Amazon Plans Fall Cleaning; How Will Shares Be Affected?

| About:, Inc. (AMZN)

I sell ski wax on (NASDAQ:AMZN) and have utilized the Fulfillment-by-Amazon (FBA) service for the past few years. It's a great value-added service that allowed me to sit back and relax (get a college education) while Amazon handled the storage, picking, packing, and shipping of my items. My FBA status also occasionally allows me to learn about upcoming Amazon initiatives that could affect the broader company and shareholders.

I recently received an email introducing an upcoming event called the Long-Term Storage program (LTSP). The email describes how the LTSP aims to prevent outdated or obsolete inventory from cluttering warehouses so that there is more room for popular-selling items, especially during busy seasons. Amazon's ever-expanding sales fuel the need for new space, and a Goldman Sachs (NYSE:GS) report estimated that Amazon would expand warehouse space by 40% in 2011 to about 24.5 million square feet. This increase in space, coupled with the LTSP fall cleaning, should allow accommodation of many more Amazon and FBA-seller items in warehouses this holiday season.

There will be some financial impacts from the LTSP fall cleaning. When the program takes effect on August 15, there will be a storage cost assessed against inventory that is over 365 days old; FBA sellers will be charged $45 per cubic foot of such inventory. The normal storage fee is either 45 or 60 cents per month (the more expensive rate is imposed during the holiday season), so sellers who do not remove aged inventory are going to be hit with a much bigger storage fee than they are accustomed to.

To provide a quick back-of-the-envelope calculation of Amazon’s potential take, I'm going to assume that 24 million square feet of space translates into 200 million cubic feet of storage space. (I am no supply chain expert, so that number may be a very rough estimate.) Half of that space is in the United States (100 million cubic feet), and FBA sellers probably only occupy a fraction of it. Assuming that FBA items take up 20% of warehouse space, about 20 million cubic feet of FBA items are sitting in warehouses right now. If 0.5% (another guesstimate) of those items are >365 days old and are not removed, that means that 100,000 cubic feet will be assessed at $45 each, and Amazon will be collecting $4.5 million extra in August from its FBA merchants.
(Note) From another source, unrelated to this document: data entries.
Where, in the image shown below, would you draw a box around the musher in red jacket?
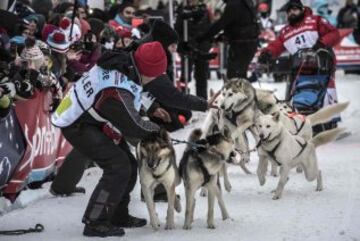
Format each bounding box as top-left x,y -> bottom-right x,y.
259,0 -> 340,130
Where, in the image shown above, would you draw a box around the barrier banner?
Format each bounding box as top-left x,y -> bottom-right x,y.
0,110 -> 25,192
5,91 -> 72,200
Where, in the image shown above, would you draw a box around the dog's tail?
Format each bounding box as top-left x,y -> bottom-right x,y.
307,102 -> 350,126
310,128 -> 345,147
186,129 -> 203,149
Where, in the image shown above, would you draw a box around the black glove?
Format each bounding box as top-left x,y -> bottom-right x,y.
195,35 -> 206,44
259,51 -> 272,64
312,40 -> 326,51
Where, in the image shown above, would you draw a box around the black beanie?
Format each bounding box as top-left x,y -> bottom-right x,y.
281,0 -> 304,11
151,20 -> 179,49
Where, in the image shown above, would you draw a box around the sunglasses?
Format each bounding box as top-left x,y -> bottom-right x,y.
124,11 -> 135,15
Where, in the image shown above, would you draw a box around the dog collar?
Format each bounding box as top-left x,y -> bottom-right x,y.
293,139 -> 307,159
151,162 -> 171,179
257,131 -> 282,166
287,112 -> 305,136
225,90 -> 258,126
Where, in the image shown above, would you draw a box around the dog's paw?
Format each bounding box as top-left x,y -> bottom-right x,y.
183,224 -> 191,230
200,188 -> 207,197
273,191 -> 281,200
222,214 -> 230,221
207,223 -> 215,229
224,182 -> 232,192
165,222 -> 175,230
151,222 -> 160,231
315,187 -> 324,192
258,176 -> 266,186
174,198 -> 182,213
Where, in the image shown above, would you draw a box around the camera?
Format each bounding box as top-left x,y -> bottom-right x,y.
178,4 -> 207,22
70,31 -> 95,53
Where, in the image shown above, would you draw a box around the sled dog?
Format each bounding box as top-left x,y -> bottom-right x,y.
256,112 -> 344,200
180,127 -> 234,229
136,130 -> 181,230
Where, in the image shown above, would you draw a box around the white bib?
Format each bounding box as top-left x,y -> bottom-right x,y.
51,65 -> 142,127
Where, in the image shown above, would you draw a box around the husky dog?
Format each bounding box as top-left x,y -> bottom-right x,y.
256,112 -> 343,200
262,101 -> 349,176
180,127 -> 234,229
136,130 -> 181,230
220,79 -> 260,174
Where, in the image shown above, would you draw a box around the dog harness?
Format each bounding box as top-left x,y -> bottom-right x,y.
287,112 -> 305,135
225,91 -> 258,126
151,162 -> 171,180
257,133 -> 307,166
194,155 -> 212,187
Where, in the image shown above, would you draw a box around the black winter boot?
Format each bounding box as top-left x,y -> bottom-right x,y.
83,222 -> 125,238
50,187 -> 86,197
113,214 -> 146,228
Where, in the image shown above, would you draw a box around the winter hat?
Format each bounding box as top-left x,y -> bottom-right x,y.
79,19 -> 91,36
151,20 -> 179,49
115,26 -> 131,38
87,18 -> 105,36
283,0 -> 304,11
134,41 -> 167,77
46,30 -> 70,53
59,17 -> 81,43
41,24 -> 58,41
258,3 -> 269,13
20,38 -> 44,69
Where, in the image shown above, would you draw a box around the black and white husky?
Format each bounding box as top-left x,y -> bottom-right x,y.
180,127 -> 234,229
256,112 -> 344,200
136,130 -> 181,230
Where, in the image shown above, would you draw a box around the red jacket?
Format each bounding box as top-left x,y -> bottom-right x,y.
263,8 -> 340,57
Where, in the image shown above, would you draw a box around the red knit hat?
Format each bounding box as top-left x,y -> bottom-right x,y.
134,41 -> 167,77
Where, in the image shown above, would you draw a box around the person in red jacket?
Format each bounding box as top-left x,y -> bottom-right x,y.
259,0 -> 340,63
259,0 -> 340,132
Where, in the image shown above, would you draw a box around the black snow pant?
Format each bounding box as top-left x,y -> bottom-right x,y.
51,148 -> 91,195
62,123 -> 137,223
150,105 -> 192,132
226,40 -> 258,79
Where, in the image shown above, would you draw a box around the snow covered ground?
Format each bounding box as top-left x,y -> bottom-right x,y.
0,73 -> 360,241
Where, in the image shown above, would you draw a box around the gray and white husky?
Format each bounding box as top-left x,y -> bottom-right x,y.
180,127 -> 234,229
256,112 -> 344,200
136,130 -> 181,230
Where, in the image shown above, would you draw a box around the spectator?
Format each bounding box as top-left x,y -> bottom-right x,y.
196,0 -> 259,79
109,2 -> 135,31
337,0 -> 359,28
52,42 -> 167,237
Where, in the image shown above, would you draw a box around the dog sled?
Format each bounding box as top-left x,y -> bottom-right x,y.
286,49 -> 340,134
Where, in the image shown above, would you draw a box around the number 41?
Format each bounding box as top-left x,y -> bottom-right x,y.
295,35 -> 306,44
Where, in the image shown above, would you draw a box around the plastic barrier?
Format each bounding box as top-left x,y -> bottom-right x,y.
0,91 -> 72,201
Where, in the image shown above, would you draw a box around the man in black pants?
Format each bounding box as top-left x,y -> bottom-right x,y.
52,42 -> 167,237
196,0 -> 259,79
175,0 -> 211,99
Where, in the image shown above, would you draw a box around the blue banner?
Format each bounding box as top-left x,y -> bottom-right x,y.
0,110 -> 25,191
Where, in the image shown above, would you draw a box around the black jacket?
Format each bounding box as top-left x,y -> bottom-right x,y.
199,0 -> 260,41
71,52 -> 159,139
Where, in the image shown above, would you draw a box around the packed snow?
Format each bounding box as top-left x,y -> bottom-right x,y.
0,72 -> 360,241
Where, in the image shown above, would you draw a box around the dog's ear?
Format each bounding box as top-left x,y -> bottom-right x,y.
221,74 -> 229,84
211,124 -> 220,134
274,95 -> 280,104
223,126 -> 231,138
136,141 -> 142,161
159,128 -> 170,143
271,111 -> 280,122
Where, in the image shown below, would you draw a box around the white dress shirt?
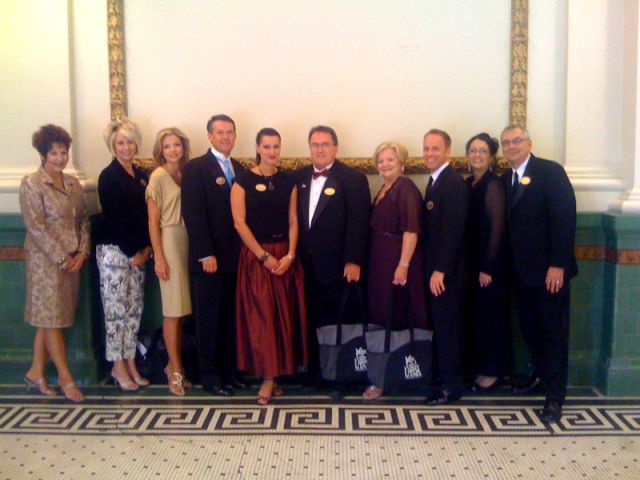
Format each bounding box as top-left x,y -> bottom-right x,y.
309,162 -> 333,227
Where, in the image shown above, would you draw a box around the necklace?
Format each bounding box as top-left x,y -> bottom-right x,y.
258,164 -> 278,192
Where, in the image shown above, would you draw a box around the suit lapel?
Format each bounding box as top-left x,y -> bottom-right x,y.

However, Amazon is giving sellers the opportunity to remove old items for reduced rates prior to the August 15 cleanup. Between now and August 15, sellers can remove units for just $0.20 each. It seems unlikely that 20 cents covers the costs of picking, packing, and shipping items, so Amazon will probably be losing money if sellers elect to have items returned.

Amazon estimates that books take up about 1/40th of a cubic foot while a toy takes up about 1/10th; the average item may be 1/20th of a cubic foot. Assuming that 100,000 cubic feet of items are returned, Amazon will be shipping 2 million items back to sellers. Estimating the cost of shipping is too complicated because of size, weight, and carrier discounts, but Amazon's $0.20 charge isn't likely to cover the cost.
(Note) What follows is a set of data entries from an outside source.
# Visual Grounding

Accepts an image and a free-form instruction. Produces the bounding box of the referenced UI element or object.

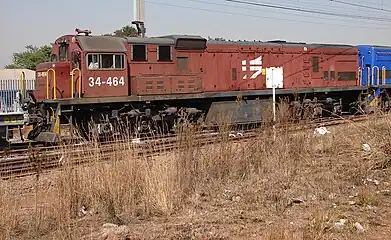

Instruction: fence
[0,79,35,113]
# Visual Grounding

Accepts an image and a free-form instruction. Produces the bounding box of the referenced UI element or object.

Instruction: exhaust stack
[132,0,147,37]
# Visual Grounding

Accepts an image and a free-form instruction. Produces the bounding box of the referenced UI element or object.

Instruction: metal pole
[272,68,276,141]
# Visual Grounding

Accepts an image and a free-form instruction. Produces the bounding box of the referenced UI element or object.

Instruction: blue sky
[0,0,391,67]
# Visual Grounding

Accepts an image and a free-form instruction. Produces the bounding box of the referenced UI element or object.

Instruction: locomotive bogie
[16,29,391,143]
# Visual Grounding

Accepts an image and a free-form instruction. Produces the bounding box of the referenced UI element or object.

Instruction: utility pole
[132,0,147,37]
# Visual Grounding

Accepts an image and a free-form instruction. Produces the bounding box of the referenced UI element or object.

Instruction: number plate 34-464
[88,77,125,87]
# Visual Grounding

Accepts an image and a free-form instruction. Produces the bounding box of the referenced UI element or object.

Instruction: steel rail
[0,115,386,178]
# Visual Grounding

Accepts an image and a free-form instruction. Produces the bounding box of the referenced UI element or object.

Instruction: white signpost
[266,67,284,140]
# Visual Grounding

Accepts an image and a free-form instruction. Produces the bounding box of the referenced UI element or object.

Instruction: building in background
[0,69,35,113]
[0,69,35,148]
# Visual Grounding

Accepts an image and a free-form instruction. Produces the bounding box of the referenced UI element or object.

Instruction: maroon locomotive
[25,29,362,141]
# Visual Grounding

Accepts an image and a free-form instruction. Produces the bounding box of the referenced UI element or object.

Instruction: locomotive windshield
[87,53,125,70]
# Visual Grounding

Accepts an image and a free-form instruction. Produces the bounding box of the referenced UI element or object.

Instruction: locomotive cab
[34,29,128,100]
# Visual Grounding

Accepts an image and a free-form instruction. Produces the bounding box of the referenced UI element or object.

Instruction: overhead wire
[330,0,391,12]
[187,0,388,22]
[145,0,391,30]
[225,0,391,22]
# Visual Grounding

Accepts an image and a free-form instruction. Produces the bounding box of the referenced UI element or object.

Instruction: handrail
[372,66,380,85]
[357,67,362,86]
[381,66,386,85]
[19,71,26,101]
[46,68,57,99]
[71,68,81,98]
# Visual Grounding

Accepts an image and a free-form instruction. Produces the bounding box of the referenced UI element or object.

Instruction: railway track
[0,115,388,179]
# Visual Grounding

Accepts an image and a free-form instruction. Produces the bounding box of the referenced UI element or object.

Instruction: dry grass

I think that there are two takeaways from this development. First, there's likely to be some charge, item or footnote in Amazon's Q3 earnings related to this; it may be a positive or negative number. It doesn't seem like it'll be huge, but considering Amazon's $231 million in earnings in Q310, a few million dollars in red or black ink will affect earnings by a percent or two.

More importantly, it's a sign that Amazon's business continues to expand at a very rapid rate. I have often questioned the appropriateness of Amazon's stock market valuation (and have thus far been proven wrong), but the strength of the business demonstrated by Amazon's need to try this hard to maximize storage space for this holiday season and beyond is a very impressive sign.

Disclosure: I have no positions in any stocks mentioned, and no plans to initiate any positions within the next 72 hours.